As per usual, I took this opportunity afforded to me by "Brewed For Battle" to gamble. I walked into Taste of Tops and picked up an IPA I've never so much as heard of before. For the most part, I like Rogue's ales. That makes Rogue's Brutal IPA especially disappointing. One question, Rogue: where are the hops? I like my IPAs so hoppy that they taste more like freshly cut grass or snacking on a couple bags of green tea. The Brutal IPA's level of hoppiness is nonexistent.
There is nothing I like more then a good IPA. However, I normally like to indulge in more then beer and with most IPA you're kinda screwed if you try and take on too much. That's why Racer 5 is a dream come true. The California beer has a heavenly sweet and slightly perfume-y aroma. The taste is unbelievably well balanced with just the right amount of citrus-y hops and floral undertones. Unlike most IPA's there is only a tinge of bitterness and just the right amount of sparkle. At just 7% ABV you can down more then one. Thank you Bear Republic for producing one of my most coveted beers.

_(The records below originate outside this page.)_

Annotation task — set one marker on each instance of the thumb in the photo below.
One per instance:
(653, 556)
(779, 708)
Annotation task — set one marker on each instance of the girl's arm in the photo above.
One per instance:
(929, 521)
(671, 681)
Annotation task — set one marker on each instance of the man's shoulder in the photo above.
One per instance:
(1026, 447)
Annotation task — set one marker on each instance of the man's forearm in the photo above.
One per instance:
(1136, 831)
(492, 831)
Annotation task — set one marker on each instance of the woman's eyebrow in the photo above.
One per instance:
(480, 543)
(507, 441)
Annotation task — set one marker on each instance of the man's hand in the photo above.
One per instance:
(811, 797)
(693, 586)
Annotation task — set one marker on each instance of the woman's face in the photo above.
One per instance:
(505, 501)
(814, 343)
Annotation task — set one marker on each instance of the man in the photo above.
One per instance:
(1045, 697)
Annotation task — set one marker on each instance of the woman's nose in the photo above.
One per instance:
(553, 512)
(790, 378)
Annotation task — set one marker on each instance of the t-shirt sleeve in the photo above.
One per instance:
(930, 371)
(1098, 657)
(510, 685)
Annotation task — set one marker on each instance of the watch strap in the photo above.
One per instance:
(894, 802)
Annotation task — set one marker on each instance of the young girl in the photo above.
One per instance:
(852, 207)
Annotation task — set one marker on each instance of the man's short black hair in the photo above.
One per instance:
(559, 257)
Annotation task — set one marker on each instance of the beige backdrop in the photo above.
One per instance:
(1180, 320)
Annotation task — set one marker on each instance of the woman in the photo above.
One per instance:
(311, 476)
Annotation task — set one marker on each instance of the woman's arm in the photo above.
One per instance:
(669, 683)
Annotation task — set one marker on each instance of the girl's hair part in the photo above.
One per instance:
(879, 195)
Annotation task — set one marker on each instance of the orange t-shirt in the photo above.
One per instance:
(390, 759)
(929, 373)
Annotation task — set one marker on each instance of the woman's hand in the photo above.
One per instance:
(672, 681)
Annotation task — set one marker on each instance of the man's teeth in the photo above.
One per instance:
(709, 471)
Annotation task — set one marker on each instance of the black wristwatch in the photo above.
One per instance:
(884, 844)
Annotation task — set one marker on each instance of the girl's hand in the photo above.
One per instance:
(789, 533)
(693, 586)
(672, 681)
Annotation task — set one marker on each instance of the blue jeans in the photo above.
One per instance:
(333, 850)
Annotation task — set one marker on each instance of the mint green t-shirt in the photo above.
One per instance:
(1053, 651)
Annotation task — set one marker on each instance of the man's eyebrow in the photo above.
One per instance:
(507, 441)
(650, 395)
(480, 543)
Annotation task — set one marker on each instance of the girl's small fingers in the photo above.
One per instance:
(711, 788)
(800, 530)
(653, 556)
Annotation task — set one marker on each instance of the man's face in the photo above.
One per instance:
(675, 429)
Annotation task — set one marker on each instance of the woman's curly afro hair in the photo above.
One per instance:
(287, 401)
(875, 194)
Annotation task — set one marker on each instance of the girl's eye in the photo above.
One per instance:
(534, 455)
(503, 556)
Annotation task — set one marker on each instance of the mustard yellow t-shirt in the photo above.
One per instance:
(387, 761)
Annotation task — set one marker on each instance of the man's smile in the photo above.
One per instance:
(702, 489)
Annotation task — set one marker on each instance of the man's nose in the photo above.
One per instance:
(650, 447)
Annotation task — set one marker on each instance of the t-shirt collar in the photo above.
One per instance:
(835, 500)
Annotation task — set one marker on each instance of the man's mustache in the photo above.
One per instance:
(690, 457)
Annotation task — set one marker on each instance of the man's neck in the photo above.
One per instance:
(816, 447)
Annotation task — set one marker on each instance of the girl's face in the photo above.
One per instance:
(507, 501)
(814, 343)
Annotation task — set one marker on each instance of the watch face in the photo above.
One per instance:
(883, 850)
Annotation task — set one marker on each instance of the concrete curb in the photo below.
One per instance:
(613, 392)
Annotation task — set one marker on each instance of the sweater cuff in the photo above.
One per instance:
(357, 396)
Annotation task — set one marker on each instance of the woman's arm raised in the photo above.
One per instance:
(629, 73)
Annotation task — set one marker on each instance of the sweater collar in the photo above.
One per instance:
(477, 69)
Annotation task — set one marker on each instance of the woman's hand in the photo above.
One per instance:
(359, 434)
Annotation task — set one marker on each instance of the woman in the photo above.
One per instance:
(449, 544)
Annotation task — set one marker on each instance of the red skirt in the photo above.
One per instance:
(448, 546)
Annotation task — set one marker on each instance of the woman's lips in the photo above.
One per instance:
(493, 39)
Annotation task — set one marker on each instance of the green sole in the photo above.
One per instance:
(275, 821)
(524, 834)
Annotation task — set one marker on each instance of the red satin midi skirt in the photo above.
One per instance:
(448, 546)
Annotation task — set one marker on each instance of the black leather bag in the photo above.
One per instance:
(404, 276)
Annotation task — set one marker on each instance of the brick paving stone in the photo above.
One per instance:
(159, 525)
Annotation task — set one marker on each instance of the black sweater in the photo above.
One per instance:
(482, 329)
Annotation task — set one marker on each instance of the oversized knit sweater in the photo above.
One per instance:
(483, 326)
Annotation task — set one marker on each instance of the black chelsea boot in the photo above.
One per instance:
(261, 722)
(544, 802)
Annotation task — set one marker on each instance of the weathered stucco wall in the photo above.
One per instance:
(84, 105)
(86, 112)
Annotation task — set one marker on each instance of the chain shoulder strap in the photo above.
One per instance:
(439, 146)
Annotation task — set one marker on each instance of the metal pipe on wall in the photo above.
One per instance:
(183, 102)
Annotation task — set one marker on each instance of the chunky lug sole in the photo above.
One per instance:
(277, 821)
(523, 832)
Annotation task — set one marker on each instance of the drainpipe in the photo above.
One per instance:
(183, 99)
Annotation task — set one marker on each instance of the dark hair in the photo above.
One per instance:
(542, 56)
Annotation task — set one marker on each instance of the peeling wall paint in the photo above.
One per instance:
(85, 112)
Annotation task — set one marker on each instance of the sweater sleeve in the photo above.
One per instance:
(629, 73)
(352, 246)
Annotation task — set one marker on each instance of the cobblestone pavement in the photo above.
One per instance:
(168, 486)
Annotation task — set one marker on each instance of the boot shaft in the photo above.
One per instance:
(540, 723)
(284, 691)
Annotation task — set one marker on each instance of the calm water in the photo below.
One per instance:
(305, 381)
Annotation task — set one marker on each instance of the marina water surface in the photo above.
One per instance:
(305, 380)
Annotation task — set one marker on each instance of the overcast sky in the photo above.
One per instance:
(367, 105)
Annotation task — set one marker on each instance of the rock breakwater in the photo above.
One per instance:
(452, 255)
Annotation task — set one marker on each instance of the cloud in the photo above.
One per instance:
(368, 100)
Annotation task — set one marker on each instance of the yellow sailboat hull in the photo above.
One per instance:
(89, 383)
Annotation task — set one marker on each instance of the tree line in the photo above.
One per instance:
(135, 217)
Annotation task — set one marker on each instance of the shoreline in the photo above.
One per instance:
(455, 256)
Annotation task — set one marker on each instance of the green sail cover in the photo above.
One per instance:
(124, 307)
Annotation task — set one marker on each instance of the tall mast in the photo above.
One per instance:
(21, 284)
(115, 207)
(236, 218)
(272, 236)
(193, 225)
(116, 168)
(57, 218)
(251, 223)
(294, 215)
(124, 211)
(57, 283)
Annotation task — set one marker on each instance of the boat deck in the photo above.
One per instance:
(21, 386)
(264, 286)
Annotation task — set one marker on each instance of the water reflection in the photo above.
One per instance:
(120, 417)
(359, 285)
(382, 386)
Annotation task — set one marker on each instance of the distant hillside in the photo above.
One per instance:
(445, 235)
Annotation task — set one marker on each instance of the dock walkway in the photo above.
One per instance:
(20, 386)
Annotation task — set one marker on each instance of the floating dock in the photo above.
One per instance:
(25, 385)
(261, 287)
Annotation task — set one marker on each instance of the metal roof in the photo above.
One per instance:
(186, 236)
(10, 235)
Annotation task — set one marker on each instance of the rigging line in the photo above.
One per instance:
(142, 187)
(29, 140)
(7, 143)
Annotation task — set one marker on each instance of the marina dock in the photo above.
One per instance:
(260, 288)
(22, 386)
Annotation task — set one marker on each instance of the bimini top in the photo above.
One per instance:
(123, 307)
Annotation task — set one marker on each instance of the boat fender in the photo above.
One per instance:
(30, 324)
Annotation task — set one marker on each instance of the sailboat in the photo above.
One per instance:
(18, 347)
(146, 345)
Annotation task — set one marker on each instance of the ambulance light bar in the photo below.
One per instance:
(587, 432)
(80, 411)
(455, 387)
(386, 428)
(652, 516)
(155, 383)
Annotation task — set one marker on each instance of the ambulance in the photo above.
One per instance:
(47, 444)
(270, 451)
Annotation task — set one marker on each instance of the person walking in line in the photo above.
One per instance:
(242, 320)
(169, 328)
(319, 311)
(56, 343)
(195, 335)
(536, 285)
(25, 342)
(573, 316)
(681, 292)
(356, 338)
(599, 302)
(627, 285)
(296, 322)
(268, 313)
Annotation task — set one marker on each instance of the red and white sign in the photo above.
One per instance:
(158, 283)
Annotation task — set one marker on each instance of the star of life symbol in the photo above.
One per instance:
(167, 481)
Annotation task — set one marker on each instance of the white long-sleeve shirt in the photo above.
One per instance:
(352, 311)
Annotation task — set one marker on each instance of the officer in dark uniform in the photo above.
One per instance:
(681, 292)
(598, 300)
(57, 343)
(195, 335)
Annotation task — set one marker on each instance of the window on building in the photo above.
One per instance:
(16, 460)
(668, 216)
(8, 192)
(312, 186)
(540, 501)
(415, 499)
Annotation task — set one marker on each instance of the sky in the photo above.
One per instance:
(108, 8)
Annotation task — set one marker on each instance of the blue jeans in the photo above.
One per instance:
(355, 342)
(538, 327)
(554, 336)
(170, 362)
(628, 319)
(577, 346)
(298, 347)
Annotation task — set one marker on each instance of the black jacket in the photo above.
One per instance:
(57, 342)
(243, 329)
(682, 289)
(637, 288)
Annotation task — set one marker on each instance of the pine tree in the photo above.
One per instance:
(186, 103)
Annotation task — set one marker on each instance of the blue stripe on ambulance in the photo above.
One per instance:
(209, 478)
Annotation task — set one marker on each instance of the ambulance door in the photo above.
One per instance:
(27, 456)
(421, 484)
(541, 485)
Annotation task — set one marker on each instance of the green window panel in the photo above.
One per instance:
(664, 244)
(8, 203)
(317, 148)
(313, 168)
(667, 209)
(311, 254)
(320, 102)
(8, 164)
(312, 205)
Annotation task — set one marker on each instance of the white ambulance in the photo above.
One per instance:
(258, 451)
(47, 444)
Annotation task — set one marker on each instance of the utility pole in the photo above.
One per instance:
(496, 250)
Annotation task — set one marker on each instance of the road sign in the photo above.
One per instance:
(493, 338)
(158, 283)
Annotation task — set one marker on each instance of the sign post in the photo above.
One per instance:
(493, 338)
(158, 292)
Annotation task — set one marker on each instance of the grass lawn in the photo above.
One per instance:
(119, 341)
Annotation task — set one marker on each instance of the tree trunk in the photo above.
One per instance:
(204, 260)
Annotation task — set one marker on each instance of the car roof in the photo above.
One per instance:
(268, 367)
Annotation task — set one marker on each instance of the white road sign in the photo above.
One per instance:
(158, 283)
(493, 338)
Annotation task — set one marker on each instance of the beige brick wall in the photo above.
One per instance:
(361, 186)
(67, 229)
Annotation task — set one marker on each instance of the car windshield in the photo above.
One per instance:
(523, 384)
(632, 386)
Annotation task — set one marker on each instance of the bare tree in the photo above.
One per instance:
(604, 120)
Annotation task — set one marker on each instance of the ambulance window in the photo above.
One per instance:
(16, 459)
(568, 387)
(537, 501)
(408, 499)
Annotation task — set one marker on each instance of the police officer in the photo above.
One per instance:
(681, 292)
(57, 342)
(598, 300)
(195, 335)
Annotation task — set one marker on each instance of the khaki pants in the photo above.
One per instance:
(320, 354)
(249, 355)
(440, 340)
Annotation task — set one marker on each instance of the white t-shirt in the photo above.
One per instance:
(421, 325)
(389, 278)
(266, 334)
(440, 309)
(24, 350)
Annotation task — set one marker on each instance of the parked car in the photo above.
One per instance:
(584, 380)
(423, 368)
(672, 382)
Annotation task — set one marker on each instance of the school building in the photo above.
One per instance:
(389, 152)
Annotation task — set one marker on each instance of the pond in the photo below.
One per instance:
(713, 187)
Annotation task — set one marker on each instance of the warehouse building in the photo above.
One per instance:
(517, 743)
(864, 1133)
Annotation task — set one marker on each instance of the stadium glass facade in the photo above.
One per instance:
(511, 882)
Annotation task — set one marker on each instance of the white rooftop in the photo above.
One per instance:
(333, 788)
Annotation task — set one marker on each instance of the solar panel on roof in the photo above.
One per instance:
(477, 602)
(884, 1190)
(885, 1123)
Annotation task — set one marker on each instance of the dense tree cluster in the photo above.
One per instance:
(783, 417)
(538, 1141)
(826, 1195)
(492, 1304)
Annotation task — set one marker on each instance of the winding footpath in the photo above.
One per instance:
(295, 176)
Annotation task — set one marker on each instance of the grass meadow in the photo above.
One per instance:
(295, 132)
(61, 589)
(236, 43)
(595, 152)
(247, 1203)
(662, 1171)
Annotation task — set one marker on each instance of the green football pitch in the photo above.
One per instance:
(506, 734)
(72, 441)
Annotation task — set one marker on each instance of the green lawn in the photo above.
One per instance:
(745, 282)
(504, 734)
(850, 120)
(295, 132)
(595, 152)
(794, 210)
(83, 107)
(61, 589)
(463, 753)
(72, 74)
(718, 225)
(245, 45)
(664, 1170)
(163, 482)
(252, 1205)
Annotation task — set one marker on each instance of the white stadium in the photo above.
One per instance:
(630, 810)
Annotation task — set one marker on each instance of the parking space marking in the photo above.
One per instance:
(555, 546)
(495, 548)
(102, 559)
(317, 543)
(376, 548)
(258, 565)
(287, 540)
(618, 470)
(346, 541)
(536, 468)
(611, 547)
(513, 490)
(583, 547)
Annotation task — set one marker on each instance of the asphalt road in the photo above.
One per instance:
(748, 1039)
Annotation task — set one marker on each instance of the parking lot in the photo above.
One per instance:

The Layman's Choice: Racer 5 This week's layman was Chow Bella contributor and consumer of everything offal, Erica O'Neil. Why did she prefer the Racer 5 to are other IPAs?
The Racer 5, she said, is "fruity and I care for that. Unlike the Alesmith, this didn't taste like a glass of perfume. It's sweeter and more balanced." Alesmith- smells pretty and floral, like fruit perfume. Rogue- smells like an infection; sparkly, skunky and over-carbonated. Racer 5 - fruity and I care for that. Unlike the Alesmith, this didn't taste like a glass of perfume. It's sweeter and more balanced.